D’ailleurs, les commentaires des uns et des autres, notamment sur l’histoire du monument et ses incessantes transformations, sont intéressants, et je ne sais quel documentaliste a eu la riche idée de faire entendre la chanson de Léo Ferré, les Cloches de Notre-Dame, que je trouve autrement à propos que les imbécillités débitées par des personnes interrogées (ce à quoi et ceux à qui jadis n’aurait pas été cédé le temps d’antenne la chaîne à laquelle je me suis connecté — o tempora o mores, mais c’est du latin et non du grec)...
Idiotement — aussi —, je me rassérène.
Je fais ensuite un ménage minutieux pour remercier Pygmalion de ce que son appartement était agréable à habiter. Il ne restera guère que le sol à balayer et laver.
Alors que je me trouve sur un quai de métro, je suis contacté par une femme qui se dit « ma conseillère » pour la copropriété dont je suis syndic bénévole.
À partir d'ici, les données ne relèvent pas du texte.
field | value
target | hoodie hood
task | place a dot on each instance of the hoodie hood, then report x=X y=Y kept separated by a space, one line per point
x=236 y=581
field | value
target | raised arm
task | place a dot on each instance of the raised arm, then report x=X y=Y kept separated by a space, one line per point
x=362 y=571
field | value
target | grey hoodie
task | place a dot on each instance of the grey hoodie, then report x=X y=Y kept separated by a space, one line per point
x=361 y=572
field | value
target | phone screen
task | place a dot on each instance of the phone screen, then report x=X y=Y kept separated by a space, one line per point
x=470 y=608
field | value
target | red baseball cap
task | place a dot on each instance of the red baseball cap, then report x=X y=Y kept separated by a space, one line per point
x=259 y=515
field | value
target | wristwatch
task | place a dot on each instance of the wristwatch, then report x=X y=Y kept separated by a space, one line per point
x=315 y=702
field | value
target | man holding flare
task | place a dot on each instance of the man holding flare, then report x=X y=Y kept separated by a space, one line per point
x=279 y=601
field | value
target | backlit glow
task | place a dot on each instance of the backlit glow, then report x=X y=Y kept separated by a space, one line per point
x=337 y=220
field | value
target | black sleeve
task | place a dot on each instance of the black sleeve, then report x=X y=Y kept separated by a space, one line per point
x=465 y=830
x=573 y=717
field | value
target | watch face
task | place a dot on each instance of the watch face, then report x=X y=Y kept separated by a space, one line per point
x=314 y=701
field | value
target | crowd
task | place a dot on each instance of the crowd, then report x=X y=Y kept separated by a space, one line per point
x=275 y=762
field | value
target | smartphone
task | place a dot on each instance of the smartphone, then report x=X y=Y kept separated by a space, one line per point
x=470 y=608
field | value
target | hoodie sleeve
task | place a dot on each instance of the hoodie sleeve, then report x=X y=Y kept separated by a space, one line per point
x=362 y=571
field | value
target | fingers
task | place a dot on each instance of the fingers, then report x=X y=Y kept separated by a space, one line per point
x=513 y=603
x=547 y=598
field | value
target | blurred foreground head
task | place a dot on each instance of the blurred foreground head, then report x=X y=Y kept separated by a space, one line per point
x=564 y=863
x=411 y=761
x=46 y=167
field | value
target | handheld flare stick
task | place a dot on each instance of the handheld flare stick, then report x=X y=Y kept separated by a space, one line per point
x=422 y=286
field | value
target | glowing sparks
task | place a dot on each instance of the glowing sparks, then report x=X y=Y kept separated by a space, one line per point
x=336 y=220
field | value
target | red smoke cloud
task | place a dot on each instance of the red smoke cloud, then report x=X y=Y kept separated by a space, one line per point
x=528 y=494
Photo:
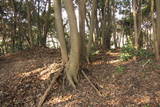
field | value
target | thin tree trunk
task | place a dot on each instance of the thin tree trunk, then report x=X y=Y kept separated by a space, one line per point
x=72 y=66
x=137 y=21
x=29 y=23
x=60 y=30
x=92 y=26
x=158 y=20
x=14 y=25
x=82 y=15
x=156 y=47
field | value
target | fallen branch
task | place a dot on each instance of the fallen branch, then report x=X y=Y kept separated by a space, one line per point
x=94 y=87
x=146 y=63
x=42 y=99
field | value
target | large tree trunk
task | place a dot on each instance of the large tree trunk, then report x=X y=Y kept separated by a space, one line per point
x=72 y=66
x=92 y=27
x=155 y=36
x=60 y=30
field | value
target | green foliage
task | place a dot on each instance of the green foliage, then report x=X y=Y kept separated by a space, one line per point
x=120 y=69
x=147 y=105
x=128 y=52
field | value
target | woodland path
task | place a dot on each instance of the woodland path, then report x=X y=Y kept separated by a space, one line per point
x=24 y=78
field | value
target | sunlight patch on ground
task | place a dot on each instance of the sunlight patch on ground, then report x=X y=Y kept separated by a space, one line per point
x=43 y=72
x=60 y=99
x=114 y=61
x=142 y=100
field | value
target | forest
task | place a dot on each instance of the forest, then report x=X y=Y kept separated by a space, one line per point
x=79 y=53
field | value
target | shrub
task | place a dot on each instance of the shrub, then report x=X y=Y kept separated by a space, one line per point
x=128 y=52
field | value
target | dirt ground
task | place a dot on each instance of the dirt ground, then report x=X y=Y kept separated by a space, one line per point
x=24 y=76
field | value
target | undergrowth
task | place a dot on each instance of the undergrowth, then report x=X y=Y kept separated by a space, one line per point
x=128 y=52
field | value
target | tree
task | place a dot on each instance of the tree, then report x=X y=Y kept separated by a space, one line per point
x=60 y=30
x=92 y=27
x=137 y=21
x=82 y=15
x=29 y=24
x=158 y=20
x=155 y=34
x=72 y=65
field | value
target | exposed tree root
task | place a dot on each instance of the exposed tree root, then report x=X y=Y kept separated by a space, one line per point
x=94 y=87
x=56 y=76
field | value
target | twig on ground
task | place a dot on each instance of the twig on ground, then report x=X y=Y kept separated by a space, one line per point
x=146 y=63
x=94 y=87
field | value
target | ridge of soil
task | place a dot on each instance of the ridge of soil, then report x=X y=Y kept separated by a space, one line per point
x=24 y=76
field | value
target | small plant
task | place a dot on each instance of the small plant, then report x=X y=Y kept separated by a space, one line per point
x=128 y=52
x=120 y=69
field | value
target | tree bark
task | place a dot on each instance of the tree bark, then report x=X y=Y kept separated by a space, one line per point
x=158 y=20
x=82 y=15
x=155 y=36
x=92 y=27
x=60 y=30
x=137 y=21
x=72 y=66
x=29 y=24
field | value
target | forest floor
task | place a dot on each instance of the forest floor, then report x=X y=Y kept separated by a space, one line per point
x=24 y=76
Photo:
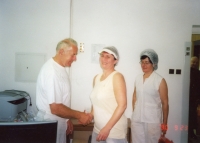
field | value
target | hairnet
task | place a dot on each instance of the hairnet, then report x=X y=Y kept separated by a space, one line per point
x=111 y=50
x=152 y=56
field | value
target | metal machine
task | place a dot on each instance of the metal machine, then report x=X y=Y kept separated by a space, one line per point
x=12 y=102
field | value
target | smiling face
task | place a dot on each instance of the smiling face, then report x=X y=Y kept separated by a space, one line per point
x=146 y=65
x=68 y=56
x=107 y=61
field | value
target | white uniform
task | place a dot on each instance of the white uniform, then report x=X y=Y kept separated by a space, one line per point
x=147 y=114
x=104 y=104
x=53 y=86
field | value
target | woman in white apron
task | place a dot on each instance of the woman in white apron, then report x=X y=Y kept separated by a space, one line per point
x=150 y=102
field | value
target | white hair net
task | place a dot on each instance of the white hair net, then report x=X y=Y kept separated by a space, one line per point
x=152 y=56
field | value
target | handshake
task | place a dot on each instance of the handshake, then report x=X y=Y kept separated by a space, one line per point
x=85 y=118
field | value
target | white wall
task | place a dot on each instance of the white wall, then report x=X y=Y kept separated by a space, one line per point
x=30 y=27
x=131 y=26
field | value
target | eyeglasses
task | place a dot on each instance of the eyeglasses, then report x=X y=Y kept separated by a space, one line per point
x=144 y=63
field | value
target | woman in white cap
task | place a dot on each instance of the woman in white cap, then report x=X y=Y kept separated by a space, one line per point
x=109 y=101
x=150 y=102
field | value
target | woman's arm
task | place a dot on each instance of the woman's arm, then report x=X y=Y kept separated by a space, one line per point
x=163 y=90
x=134 y=98
x=119 y=87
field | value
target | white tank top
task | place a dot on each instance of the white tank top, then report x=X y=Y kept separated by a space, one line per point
x=104 y=105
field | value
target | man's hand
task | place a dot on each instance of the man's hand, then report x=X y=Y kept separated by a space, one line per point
x=85 y=118
x=70 y=127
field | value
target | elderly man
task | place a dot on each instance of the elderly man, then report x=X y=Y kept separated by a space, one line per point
x=53 y=90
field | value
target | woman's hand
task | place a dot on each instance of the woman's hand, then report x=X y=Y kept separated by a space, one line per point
x=103 y=134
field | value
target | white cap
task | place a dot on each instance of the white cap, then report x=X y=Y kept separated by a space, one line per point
x=111 y=50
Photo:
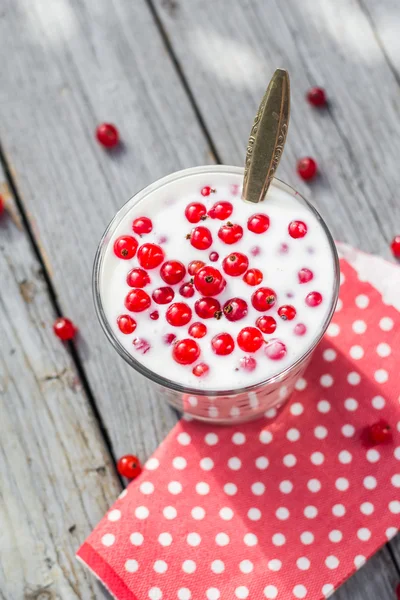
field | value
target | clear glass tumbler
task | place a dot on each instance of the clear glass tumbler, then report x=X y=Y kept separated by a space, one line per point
x=230 y=405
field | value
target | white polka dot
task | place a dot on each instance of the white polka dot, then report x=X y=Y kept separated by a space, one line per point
x=345 y=457
x=152 y=464
x=262 y=462
x=142 y=512
x=184 y=438
x=238 y=438
x=189 y=566
x=303 y=563
x=317 y=458
x=367 y=508
x=370 y=482
x=386 y=323
x=329 y=354
x=250 y=539
x=136 y=538
x=226 y=513
x=306 y=538
x=160 y=566
x=363 y=534
x=193 y=539
x=310 y=512
x=234 y=463
x=351 y=404
x=169 y=512
x=381 y=376
x=335 y=536
x=270 y=592
x=289 y=460
x=274 y=564
x=265 y=436
x=338 y=510
x=314 y=485
x=114 y=515
x=320 y=432
x=165 y=539
x=217 y=566
x=278 y=539
x=299 y=591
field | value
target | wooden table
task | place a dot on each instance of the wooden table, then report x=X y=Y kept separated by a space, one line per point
x=182 y=80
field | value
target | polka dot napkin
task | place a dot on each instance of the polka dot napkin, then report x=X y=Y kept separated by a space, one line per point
x=284 y=507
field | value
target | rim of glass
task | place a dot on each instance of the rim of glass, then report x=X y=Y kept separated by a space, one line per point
x=139 y=366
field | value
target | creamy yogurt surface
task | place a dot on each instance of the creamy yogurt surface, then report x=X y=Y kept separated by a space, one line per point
x=297 y=272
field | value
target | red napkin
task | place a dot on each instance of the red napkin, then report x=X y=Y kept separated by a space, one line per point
x=285 y=507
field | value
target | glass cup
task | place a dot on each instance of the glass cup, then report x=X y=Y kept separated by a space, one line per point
x=230 y=405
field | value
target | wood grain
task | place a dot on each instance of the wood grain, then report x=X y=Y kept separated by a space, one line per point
x=56 y=476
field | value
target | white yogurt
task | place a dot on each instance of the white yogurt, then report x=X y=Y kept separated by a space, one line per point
x=274 y=252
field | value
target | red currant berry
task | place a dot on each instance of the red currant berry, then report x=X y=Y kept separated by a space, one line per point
x=253 y=277
x=137 y=278
x=275 y=349
x=307 y=168
x=313 y=299
x=186 y=352
x=221 y=210
x=200 y=238
x=209 y=281
x=172 y=272
x=163 y=295
x=187 y=290
x=200 y=370
x=126 y=324
x=150 y=256
x=64 y=329
x=263 y=299
x=266 y=324
x=178 y=314
x=223 y=344
x=395 y=246
x=235 y=309
x=305 y=275
x=129 y=466
x=137 y=300
x=107 y=135
x=125 y=247
x=297 y=229
x=258 y=223
x=195 y=212
x=287 y=312
x=197 y=330
x=235 y=264
x=230 y=233
x=142 y=225
x=207 y=308
x=195 y=266
x=316 y=96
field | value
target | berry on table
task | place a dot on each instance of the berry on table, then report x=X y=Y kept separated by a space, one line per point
x=263 y=299
x=125 y=247
x=150 y=256
x=235 y=264
x=316 y=96
x=142 y=225
x=107 y=135
x=307 y=168
x=126 y=324
x=186 y=352
x=137 y=300
x=64 y=329
x=223 y=344
x=129 y=466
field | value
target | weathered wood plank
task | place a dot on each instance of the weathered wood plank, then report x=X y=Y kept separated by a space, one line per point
x=56 y=476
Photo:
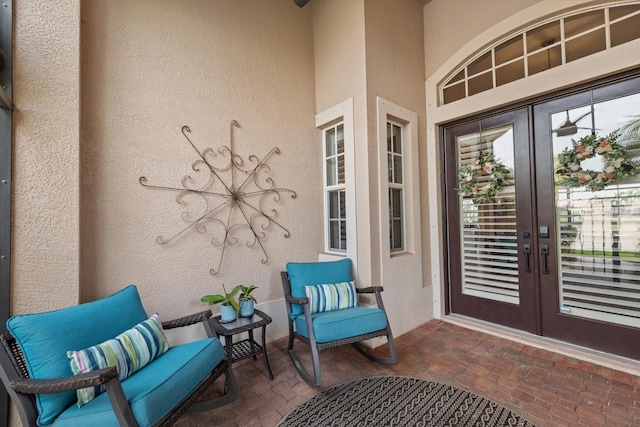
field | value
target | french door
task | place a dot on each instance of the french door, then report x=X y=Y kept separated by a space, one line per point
x=554 y=249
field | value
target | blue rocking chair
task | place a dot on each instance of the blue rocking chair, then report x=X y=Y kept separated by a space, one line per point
x=316 y=294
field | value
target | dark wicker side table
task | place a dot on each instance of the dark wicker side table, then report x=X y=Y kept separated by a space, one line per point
x=248 y=347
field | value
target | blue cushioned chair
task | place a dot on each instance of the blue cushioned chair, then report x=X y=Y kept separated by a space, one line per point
x=322 y=330
x=35 y=369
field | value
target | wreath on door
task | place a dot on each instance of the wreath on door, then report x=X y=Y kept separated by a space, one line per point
x=616 y=163
x=468 y=185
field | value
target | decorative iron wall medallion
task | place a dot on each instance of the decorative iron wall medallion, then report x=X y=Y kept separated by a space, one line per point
x=227 y=198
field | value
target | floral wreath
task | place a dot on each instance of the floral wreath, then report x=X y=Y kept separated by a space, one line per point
x=617 y=164
x=486 y=163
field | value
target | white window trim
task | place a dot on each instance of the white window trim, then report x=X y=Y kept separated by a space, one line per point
x=342 y=112
x=409 y=120
x=401 y=186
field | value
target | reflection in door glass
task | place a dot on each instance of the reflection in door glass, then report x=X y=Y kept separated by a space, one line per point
x=598 y=210
x=488 y=244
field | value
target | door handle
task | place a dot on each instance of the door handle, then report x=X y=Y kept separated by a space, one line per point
x=544 y=251
x=526 y=248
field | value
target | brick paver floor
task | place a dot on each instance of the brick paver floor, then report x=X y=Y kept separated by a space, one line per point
x=548 y=389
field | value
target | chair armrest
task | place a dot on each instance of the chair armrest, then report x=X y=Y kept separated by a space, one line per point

Ses façons et la démarche m’agacent passablement : j’abrège avec beaucoup de sécheresse la conversation en me disant en vacances à Athènes, et raccroche sans formule de politesse. [Je ne suis pas au bout de mes peines et autres tracas administratifs à ce sujet : j’apprendrai bientôt qu’il est désormais obligatoire de s’inscrire à un registre national des copropriétés, comme si l’on voulait décourager les volontés dans la gestion bénévole des immeubles et inciter à prendre des syndics professionnels — inscription qui prendra un temps infini avant d’en remplir le formulaire « en ligne » et d’y joindre telle ou telle pièce requise ! — ô accablement de nos vies « disruptives » !]
Après-midi
Je ne suis pas certain d’avoir jamais vu un hall d’aéroport aussi interminable dans son enfilade de commerces que celui que je parcours avant de m’installer à une table pour engloutir un mauvais sandwich.
Le barman se « trompe » en me rendant la monnaie, faisant passer une pièce de vingt centimes d’euro pour une pièce de cinquante. En vérité, en cherchant à m’estamper, il s’est tout de même bel et bien trompé en restituant un euro de trop. Je suis d’une humeur de dogue malveillant et n’ai garde de le lui redonner, son procédé m’ayant de toute façon déplu. Les quatre heures et quelques à passer encore avant d'être à Paris ajoutent à mon irritation de passager embarqué dans l'inutilité du retour…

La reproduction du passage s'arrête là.